Nota: Imágenes utilizadas de fuentes externas con fines informativos.

El panorama político colombiano se agitó este domingo 25 de enero de 2026, tras la divulgación de la más reciente encuesta del Centro Nacional de Consultoría (CNC). El estudio, publicado por la revista Cambio, revela un quiebre en la tendencia de los últimos tres años: por primera vez en este periodo, el presidente Gustavo Petro registra una imagen positiva (48,8%) superior a la negativa (42,1%).

Lejos de una celebración convencional, el jefe de Estado reaccionó a las cifras con un mensaje cargado de confrontación hacia las estructuras tradicionales del país. A través de su cuenta en X, Petro afirmó que el resultado responde a un pueblo que «se cansó del engaño» y sugirió que, ante una institucionalidad que considera «tomada por intereses ajenos y odios del pasado», la alternativa es el ejercicio del poder constituyente.

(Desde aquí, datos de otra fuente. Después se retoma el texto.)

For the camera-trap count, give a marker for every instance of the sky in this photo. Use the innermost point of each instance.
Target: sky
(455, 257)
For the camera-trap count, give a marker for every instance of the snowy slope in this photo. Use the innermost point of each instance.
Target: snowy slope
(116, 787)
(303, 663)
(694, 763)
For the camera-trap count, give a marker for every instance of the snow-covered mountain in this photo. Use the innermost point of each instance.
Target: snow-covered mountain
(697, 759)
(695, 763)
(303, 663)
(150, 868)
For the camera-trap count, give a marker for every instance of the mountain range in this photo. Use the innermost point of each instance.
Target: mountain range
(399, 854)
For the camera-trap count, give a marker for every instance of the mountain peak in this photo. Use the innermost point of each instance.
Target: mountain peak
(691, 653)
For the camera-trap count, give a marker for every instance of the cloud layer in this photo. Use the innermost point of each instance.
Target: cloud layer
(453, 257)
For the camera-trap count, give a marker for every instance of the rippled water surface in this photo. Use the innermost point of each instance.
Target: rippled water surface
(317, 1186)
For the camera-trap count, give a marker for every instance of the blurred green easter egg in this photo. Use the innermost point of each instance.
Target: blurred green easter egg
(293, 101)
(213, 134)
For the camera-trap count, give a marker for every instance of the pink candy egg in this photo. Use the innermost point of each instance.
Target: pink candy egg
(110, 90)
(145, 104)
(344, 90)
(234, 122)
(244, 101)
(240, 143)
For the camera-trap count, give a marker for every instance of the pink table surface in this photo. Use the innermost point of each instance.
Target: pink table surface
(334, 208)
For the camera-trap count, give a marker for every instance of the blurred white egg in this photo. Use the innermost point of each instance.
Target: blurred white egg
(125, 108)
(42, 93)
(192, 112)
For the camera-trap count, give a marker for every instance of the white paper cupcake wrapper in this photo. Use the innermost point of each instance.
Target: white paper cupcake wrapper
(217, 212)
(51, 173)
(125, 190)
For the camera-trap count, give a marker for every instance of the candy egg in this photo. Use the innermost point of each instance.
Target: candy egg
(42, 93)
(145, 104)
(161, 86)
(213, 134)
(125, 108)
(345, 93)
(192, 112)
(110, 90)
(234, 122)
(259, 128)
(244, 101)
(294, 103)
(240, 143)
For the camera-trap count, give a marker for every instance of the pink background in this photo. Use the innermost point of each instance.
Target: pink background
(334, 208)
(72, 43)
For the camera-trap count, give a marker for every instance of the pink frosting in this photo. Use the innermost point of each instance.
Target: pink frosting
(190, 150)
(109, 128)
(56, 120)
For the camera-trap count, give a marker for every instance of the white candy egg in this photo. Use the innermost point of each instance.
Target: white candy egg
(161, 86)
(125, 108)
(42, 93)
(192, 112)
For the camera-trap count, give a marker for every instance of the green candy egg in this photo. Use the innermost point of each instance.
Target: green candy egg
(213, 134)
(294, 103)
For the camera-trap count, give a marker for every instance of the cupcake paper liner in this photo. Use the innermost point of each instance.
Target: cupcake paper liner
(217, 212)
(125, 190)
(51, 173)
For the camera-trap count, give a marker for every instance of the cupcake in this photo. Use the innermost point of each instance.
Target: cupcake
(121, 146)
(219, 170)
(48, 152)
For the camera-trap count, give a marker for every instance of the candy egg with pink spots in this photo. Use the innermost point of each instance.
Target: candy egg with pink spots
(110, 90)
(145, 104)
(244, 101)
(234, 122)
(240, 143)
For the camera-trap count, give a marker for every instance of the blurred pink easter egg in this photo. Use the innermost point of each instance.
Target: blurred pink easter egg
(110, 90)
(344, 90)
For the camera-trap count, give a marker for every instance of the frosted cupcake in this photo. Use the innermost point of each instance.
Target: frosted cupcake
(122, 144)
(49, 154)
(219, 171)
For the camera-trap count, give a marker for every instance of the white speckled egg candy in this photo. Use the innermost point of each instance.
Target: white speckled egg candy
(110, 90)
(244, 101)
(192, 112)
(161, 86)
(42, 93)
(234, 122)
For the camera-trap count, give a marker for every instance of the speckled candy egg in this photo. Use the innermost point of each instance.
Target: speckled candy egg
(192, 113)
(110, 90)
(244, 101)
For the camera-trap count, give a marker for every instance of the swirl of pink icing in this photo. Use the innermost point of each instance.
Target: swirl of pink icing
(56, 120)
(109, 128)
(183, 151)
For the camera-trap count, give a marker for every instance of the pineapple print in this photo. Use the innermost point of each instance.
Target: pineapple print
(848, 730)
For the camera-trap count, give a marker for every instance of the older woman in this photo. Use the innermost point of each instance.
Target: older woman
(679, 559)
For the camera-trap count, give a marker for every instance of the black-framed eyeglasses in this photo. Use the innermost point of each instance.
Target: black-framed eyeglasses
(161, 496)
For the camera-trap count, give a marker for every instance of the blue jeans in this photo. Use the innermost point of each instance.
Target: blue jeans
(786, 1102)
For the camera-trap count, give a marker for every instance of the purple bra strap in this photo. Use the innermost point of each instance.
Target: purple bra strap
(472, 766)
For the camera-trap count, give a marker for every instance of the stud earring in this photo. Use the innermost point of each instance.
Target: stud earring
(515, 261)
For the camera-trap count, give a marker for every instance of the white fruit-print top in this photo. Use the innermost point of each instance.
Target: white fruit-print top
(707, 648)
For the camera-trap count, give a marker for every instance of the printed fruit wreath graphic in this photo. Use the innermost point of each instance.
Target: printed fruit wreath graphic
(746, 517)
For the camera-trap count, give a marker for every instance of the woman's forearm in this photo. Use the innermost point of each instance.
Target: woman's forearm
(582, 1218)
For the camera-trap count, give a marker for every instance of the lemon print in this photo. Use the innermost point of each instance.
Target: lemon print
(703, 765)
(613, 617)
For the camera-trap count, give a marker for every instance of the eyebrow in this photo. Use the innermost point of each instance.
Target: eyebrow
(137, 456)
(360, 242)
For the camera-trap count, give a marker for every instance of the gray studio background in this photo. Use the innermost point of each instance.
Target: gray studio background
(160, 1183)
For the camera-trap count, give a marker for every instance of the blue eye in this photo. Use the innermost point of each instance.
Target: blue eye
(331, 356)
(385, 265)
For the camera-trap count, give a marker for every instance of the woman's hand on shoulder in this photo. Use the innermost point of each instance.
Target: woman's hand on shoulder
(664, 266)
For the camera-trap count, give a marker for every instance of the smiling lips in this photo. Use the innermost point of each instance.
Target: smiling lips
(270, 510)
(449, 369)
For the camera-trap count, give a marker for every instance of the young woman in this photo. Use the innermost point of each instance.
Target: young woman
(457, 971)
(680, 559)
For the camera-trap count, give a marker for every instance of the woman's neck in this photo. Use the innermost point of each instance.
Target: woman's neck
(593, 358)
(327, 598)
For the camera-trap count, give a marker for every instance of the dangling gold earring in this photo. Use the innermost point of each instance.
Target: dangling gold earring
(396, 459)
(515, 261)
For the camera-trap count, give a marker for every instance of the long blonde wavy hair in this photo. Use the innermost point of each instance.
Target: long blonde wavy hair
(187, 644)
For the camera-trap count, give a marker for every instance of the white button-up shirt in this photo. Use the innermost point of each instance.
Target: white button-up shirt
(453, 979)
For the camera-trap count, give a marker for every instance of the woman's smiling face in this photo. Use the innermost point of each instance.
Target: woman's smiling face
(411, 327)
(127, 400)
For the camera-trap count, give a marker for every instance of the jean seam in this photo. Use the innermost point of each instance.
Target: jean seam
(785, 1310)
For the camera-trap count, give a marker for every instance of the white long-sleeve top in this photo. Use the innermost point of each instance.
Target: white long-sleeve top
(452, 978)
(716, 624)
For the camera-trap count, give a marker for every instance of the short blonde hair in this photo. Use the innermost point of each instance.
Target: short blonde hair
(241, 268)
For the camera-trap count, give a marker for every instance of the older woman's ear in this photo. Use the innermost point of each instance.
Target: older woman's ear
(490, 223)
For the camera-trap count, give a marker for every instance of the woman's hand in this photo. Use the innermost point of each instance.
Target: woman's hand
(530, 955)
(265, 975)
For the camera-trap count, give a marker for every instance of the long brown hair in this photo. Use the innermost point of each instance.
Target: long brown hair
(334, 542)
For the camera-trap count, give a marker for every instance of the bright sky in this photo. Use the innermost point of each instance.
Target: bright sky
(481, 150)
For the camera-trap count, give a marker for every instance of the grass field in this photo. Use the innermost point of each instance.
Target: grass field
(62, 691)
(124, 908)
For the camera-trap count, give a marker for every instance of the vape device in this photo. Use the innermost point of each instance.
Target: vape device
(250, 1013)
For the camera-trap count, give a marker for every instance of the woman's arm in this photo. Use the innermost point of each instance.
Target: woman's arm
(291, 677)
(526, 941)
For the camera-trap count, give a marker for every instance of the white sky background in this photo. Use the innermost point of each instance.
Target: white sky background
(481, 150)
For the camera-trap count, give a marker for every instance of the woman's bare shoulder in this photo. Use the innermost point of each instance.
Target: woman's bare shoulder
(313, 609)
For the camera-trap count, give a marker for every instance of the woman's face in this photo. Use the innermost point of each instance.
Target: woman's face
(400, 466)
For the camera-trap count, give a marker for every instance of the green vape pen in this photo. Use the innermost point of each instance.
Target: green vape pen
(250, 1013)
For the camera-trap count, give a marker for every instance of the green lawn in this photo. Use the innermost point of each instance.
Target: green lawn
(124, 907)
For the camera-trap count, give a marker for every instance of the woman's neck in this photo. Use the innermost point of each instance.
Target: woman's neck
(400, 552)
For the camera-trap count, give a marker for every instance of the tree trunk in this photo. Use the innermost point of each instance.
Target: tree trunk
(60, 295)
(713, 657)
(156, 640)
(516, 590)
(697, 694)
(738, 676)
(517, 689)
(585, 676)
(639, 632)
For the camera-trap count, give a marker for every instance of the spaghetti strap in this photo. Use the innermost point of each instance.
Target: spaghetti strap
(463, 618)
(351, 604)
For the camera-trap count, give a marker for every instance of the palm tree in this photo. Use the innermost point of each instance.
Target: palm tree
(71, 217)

Según el análisis del CNC, el ascenso en la popularidad del mandatario se apoya en tres pilares estratégicos:
1. Presencia territorial: La agenda presidencial volcada a regiones apartadas y ciudades intermedias.
2. Impacto económico: El incremento del 23% en el salario mínimo, medida que el 48,4% de los ciudadanos percibe como beneficiosa.
3. Soberanía nacional: La respuesta del mandatario frente a los pronunciamientos de su homólogo estadounidense, Donald Trump, lo cual habría activado un sentimiento de solidaridad patriótica en diversos sectores.

A pesar de la mejora en la imagen personal del presidente, el estudio técnico —aplicado a 2.202 personas en 56 municipios— evidencia un pesimismo estructural: 6 de cada 10 colombianos consideran que el país no ha avanzado en los últimos tres años.

Además, el optimismo del CNC contrasta con los datos publicados apenas 24 horas antes por las firmas Guarumo y EcoAnalítica. En dicho sondeo, la desaprobación a la gestión de Petro se mantiene por encima del 53%, vinculada principalmente a la percepción de corrupción y al desgaste administrativo.

Con estos resultados sobre la mesa, el Gobierno parece decidido a capitalizar su margen de favorabilidad para presionar reformas a través de la movilización popular, mientras la oposición se aferra a las encuestas que aún muestran un rechazo mayoritario a la ejecución del Ejecutivo.